Depremlerin etkileri iki ana gruba ayrılır. Birincisi doğrudan etkilerdir. Bunlar açığa çıkan enerjinin deprem dalgaları şeklinde yayılması ve zemini sallaması ve fay boyunca yer değiştirmeler olmasıdır (yolların ikiye ayrılması vs.). İkincisi ise dolaylı etkilerdir. Bunların başında kaya düşmeleri, heyelan, çığ gibi kütle hareketleri var. Bazen deprem anında can kaybı olmasa da bu dolaylı etkilerin sebep olduğu can kayıpları olabiliyor. Tsunami de bunlardan bir tanesidir; ancak bizim ülkemiz için çok büyük tehlike değil. Elazığ depreminde, merkez üssü Sivrice’de heyelan ve kaya düşmeleriyle karşılaştık. Yolları kapatmıştı; ama daha sonra yollar ekipler tarafından açıldı. Bunlar fayın ikincil etkileridir. Kaya düşmeleri ve heyelan riski bulunan yerlerden uzak durulması gerekiyor.

Elazığ depremi hakkında neler söylenebilir?

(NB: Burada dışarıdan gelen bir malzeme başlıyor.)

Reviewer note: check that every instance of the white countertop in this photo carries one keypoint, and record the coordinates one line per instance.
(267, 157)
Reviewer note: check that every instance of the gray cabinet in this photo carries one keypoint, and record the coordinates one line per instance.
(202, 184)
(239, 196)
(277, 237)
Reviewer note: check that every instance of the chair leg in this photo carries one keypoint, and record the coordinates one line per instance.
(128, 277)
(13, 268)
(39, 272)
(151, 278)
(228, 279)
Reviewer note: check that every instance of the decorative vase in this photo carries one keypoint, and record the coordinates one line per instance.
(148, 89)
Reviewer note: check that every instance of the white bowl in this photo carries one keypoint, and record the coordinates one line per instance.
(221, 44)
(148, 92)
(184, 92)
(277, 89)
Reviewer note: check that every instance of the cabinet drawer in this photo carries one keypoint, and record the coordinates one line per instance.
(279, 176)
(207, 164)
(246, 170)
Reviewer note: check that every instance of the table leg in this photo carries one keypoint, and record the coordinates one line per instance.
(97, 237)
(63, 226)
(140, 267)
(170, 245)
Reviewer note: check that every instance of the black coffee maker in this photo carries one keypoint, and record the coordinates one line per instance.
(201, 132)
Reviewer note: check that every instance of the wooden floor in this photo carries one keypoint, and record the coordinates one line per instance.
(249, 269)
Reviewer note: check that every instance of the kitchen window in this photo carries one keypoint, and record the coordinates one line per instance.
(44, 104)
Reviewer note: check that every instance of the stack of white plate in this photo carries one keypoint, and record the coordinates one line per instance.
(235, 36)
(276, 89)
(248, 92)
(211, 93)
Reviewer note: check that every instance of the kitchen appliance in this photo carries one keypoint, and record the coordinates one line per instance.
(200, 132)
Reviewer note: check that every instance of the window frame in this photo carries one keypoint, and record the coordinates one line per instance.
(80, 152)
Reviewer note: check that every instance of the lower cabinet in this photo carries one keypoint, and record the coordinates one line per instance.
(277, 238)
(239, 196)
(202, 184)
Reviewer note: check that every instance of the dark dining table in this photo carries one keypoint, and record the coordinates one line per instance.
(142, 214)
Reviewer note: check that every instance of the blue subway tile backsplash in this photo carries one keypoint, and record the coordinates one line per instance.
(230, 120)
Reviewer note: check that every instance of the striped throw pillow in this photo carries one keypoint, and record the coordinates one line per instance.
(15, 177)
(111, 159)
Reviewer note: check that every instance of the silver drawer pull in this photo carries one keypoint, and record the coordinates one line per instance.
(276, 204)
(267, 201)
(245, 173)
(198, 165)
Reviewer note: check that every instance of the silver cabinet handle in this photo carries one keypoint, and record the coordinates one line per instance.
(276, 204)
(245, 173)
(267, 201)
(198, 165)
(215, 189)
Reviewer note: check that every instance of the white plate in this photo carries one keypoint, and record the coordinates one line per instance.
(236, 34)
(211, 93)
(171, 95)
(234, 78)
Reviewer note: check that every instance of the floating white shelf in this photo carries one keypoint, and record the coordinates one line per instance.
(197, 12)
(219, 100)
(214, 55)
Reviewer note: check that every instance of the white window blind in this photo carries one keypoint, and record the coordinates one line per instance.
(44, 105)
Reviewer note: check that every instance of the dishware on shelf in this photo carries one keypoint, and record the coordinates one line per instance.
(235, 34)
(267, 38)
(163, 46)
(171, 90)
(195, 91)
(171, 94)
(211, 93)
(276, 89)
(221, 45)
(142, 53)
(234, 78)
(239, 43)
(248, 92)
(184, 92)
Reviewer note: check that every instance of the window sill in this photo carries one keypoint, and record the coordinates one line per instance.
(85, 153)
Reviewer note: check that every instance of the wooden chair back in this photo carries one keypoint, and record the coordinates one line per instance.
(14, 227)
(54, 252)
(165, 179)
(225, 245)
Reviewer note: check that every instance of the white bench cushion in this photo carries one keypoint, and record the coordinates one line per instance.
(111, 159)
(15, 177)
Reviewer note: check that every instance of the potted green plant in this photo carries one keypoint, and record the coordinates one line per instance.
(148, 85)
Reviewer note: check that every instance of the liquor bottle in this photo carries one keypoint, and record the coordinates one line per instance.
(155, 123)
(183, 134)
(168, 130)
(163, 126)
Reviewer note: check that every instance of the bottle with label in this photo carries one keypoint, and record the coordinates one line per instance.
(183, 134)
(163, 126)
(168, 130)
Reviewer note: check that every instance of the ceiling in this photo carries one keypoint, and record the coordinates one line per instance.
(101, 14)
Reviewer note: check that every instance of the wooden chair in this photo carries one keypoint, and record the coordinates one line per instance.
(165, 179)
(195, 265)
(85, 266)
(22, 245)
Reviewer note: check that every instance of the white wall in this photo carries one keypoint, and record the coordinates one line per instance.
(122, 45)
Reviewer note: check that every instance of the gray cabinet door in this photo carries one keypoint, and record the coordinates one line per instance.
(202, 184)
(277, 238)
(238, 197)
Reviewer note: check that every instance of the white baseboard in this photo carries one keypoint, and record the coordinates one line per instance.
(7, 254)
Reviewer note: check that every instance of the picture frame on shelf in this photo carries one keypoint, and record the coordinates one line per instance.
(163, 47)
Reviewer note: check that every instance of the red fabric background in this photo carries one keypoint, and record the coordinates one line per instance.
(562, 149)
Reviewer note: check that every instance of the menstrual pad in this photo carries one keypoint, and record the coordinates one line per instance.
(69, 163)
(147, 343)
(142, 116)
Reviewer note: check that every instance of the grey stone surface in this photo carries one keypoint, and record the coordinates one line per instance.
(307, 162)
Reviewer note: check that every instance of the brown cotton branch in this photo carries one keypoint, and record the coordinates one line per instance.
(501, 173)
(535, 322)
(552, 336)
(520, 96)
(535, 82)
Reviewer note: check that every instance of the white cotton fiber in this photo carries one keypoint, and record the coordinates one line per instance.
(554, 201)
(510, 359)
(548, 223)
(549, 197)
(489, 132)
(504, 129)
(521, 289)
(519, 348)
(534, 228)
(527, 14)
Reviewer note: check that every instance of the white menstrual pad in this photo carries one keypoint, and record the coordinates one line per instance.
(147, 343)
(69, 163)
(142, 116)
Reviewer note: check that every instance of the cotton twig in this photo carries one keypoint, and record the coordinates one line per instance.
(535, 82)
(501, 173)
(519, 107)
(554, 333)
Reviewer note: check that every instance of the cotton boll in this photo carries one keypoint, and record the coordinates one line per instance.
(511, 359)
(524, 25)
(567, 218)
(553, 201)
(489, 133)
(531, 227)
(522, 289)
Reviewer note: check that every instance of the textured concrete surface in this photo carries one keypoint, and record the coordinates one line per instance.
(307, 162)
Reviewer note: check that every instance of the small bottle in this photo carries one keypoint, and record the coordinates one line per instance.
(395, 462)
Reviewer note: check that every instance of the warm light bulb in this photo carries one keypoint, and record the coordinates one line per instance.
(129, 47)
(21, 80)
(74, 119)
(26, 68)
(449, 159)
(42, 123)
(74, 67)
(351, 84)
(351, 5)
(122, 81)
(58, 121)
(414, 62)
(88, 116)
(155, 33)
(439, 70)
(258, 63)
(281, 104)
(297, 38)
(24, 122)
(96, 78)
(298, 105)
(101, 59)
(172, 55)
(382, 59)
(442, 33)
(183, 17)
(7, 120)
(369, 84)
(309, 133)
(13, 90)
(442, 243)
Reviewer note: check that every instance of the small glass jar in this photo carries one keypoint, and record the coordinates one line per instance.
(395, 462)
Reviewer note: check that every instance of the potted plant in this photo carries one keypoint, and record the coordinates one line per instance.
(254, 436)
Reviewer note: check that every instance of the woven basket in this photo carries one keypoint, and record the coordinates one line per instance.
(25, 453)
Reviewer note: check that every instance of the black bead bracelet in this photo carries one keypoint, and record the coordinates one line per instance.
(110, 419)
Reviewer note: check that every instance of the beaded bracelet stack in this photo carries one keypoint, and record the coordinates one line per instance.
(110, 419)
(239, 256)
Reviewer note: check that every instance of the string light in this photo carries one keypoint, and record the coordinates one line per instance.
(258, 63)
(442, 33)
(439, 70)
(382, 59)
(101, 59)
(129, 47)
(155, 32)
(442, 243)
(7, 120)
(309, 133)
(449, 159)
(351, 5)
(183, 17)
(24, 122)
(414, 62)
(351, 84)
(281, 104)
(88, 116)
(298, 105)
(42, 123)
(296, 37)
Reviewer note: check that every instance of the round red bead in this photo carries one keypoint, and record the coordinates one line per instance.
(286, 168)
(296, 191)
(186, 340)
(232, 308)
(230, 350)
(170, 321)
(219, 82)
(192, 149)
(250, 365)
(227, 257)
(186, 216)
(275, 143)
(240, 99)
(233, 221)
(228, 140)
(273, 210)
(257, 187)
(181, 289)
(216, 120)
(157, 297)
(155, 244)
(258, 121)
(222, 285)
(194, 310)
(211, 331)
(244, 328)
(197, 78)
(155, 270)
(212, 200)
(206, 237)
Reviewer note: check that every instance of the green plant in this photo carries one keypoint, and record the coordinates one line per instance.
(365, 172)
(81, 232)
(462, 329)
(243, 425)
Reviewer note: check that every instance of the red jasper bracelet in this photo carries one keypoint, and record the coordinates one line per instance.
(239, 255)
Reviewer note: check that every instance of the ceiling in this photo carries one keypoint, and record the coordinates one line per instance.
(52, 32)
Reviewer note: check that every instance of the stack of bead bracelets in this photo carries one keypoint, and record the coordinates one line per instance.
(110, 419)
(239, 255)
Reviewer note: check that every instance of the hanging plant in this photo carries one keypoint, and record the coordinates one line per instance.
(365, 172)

Elazığ depreminden, 16-17 yıl önce deprem aktivitesinde bir artış olmuştu. En son 2019 yılının Nisan ve Aralık ayında 5 büyüklüğünde depremler meydana geldi. Aslında son iki deprem bu büyük depremin habercisi olan depremler. 2019’da olan depremler ile 6,8’lik depremin merkez üssü aynı yer. Bu bölüm enerjisini boşalttı; ama Elazığ için tehlike tamamen bitti, diyemeyiz. 1992’de Erzincan’da deprem meydana geldi ve Elazığ bunu hissetti. Çevremizde, 100 kilometre yakınımızda deprem üretebilecek başka faylar olduğu için bizim kurtuluşumuz depreme hazırlıklı bir il olmaktan geçiyor. Bu deprem Elazığ için bir milat olmalı. Depreme karşı hazırlıklarımız ne durumda? Nasıl bir sınav verdik? Eksiklerimiz nelerdi? Deprem öncesi yapmamız gerekenler? Deprem sonrası yaptıklarımız. Bunları görebilmemiz lazım. Eskiden deprem bölgeleri haritası vardı. Çevre ve Şehircilik Bakanlığı tarafından 2019 yılı başlarından itibaren Türkiye Deprem Tehlike Haritası tanımlandı. Bu harita şunu anlatmaya çalışıyor: “Deprem bölgesi diye bir yer yok, sizin yapılarınıza gelecek ivme değerleri var.” Bu zemin üzerinde yapı olmazsa sorun olmaz. Sorun yapılan yapıların yıkılması. Zeminin sallanması ile birlikte üstündeki yapı sallanıyor. Bu ivme değeri ile açıklanıyor. Doğu Anadolu Fay Zonu, hemen Elazığ’ın yakınından geçtiği için Elazığ için belirlenen ivme değeri 0,4-0,45 civarında. Yani bizim yapılarımız bu değere göre yapılmış olmalı. Bizim bu fayların 7 büyüklüğünde deprem üretme potansiyeli de var. Deprem öncesi yapılması gereken çalışmalara önem vermemiz lazım.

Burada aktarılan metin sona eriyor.